Reggie Bullock Is In the Equality Fight

On the national holiday honoring murdered civil rights leader Martin Luther King Jr., it is convenient to be respectful in the moment and then, hours later, go back to how things were. However, the truly committed ones don’t show out or show off because the calendar tells them to. They are in it day after day because justice matters in a world that is often biased, racist, and vile.

Detroit Pistons wing scorer Reggie Bullock is not a name most know. He’s not an All-Star. He’s rarely on SportsCenter. Bullock averages 12 points a game, nothing spectacular. He spaces the floor with his 3-point shot and occasionally grabs a rebound.

He was drafted in 2013 by the Clippers after three years playing for Roy Williams at the University of North Carolina. He didn’t get much playing time in Los Angeles-  Doc Rivers doesn’t like to play young players and Bullock found himself in the Chris Paul, Blake Griffin, DeAndre Jordan shadow. The organization didn’t have time to develop young players. They were championship contenders.

Bullock was traded to Phoenix and then Detroit. His first two years with the Pistons, he played 11 minutes and 15 minutes in consecutive seasons.  Last year, he played 27 minutes and this year 30 minutes.

He’s a 38% 3-point specialist with sub-par defense. He has a James Harden-lite game. Threes or layups.  He only makes 31% of his jump shots but in the 4th quarter he can be trusted to deliver.

The Sixers are (possibly) interested in a Bullock trade because they need more shooting. But what Bullock is doing on the court isn’t really the point on Martin Luther King Day. It is the rest of it.

Let’s start with murder.

One July, in West Baltimore, Mia Henderson was stabbed to death. She was grieved by many, especially her brother Reggie Bullock who said this about his sister:

“She was happy being who she was. She wasn’t worried about how others felt about her. A person that can isolate the whole world out and not care about other people’s feelings is a strong person, to me.”
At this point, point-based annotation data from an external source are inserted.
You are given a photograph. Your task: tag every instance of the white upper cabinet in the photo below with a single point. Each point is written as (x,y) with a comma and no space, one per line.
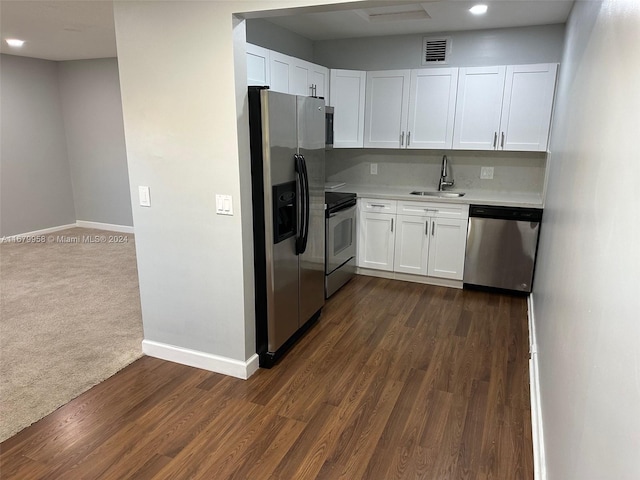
(280,67)
(257,65)
(300,78)
(288,74)
(386,107)
(347,97)
(504,108)
(432,107)
(478,108)
(527,106)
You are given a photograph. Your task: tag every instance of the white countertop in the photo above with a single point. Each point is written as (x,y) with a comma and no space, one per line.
(477,197)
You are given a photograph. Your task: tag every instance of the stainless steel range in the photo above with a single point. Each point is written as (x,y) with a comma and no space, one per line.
(340,240)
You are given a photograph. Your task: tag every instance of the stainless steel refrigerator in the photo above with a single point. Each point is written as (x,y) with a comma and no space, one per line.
(287,171)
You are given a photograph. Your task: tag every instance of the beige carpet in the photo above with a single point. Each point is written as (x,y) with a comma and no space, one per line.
(70,318)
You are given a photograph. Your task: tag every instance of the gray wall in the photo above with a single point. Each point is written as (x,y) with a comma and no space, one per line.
(269,35)
(184,141)
(513,171)
(35,186)
(92,111)
(475,48)
(587,287)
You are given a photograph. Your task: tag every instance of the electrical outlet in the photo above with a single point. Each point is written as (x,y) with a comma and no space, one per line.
(486,173)
(224,205)
(144,195)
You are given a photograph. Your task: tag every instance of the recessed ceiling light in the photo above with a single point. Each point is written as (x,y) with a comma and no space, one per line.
(14,42)
(478,9)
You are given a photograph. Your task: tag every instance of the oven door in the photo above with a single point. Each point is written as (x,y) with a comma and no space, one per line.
(341,238)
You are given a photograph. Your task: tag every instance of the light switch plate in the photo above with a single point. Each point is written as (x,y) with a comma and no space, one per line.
(486,173)
(145,196)
(224,205)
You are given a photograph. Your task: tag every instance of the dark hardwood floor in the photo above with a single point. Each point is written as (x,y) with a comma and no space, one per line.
(396,380)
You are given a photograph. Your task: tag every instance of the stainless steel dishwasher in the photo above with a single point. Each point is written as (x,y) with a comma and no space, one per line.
(501,247)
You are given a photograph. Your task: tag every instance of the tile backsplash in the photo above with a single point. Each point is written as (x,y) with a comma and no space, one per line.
(513,171)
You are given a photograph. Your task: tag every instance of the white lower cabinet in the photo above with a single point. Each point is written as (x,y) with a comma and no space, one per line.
(447,248)
(412,245)
(376,235)
(419,238)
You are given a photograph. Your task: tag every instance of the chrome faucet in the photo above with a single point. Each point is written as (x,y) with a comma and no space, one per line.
(443,175)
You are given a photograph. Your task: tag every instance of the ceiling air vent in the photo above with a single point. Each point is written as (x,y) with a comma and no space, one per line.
(435,50)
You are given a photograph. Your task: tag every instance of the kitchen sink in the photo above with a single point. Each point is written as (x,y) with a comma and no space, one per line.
(439,194)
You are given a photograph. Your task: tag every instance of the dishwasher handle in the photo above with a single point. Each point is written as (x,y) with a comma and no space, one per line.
(506,213)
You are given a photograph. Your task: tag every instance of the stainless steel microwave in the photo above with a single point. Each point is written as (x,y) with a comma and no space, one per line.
(328,128)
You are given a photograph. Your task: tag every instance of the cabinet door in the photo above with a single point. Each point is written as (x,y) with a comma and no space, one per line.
(319,78)
(376,240)
(257,65)
(447,248)
(300,78)
(432,105)
(412,245)
(280,67)
(478,108)
(526,108)
(387,103)
(347,97)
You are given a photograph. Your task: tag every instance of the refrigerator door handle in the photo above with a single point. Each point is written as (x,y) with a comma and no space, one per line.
(303,203)
(307,205)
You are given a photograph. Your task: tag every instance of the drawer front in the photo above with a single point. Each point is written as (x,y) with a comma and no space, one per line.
(434,209)
(377,205)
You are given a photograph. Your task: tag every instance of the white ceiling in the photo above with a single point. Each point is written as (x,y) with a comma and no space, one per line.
(445,16)
(59,30)
(74,30)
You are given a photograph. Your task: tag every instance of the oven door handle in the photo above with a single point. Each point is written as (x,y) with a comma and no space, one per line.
(345,212)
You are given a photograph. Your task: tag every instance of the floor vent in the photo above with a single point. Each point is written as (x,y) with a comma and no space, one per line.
(435,50)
Mia Henderson identified as transgender.  When Shawn Oliver was found not guilty of her murder, (he was already serving a 10-year sentence for a drug crime) Bullock tweeted his shock: NOT GUILTY #standupforMia.

Since then Bullock has been an outspoken ally for the trans community when many professional athletes shy away from all LGBTQ issues. He honored his sister with a tattoo but used the wrong name. Kevin Long was a mirage; Mia was not him. When she left home, everyone knew her as Mia Henderson and Reggie Bullock realized he “wasn’t educated enough- that’s pretty much dead naming her.”

Bullock reflects on his sister and what she meant to him and his family. “She was just a power source.”

It could have ended there for Bullock but he used his sister’s senseless death, and the acquittal, as a platform to fight for trans equality. South Dakota has Senate Bill 49 that bars transgender students from competing on teams that correctly reflect their gender. He tweeted: All athletes should have the same access to the sport they love. I call on South Dakota lawmakers to join me in standing for equality and against #SB49. #ProtectTransStudents.

The death of Mia Henderson gave Bullock a heightened and immediate awareness of an underserved, marginalized and often harassed community. According to one study, transgender women of color between the ages of 14 and 34 are murdered at twice the rate of the general population. 75% of trans murders are women of color and 66% are under the age of 35. Of his sister, he writes her name on his shoes before every game, aware of his platform, and sadly, of his loss.

Reggie Bullock Tweets:

Just imagine what you and your family could do if everyone actually worked together, ENDLESS AMOUNT OF EMPIRES.

You have never really lived until you have done something for someone who can never repay you.

Not all heroes wear capes.

Of the last tweet, he is on point. Sometimes heroes play a kids game, make 3- points shots, score 33 points in Minnesota, and in their downtime push for equality.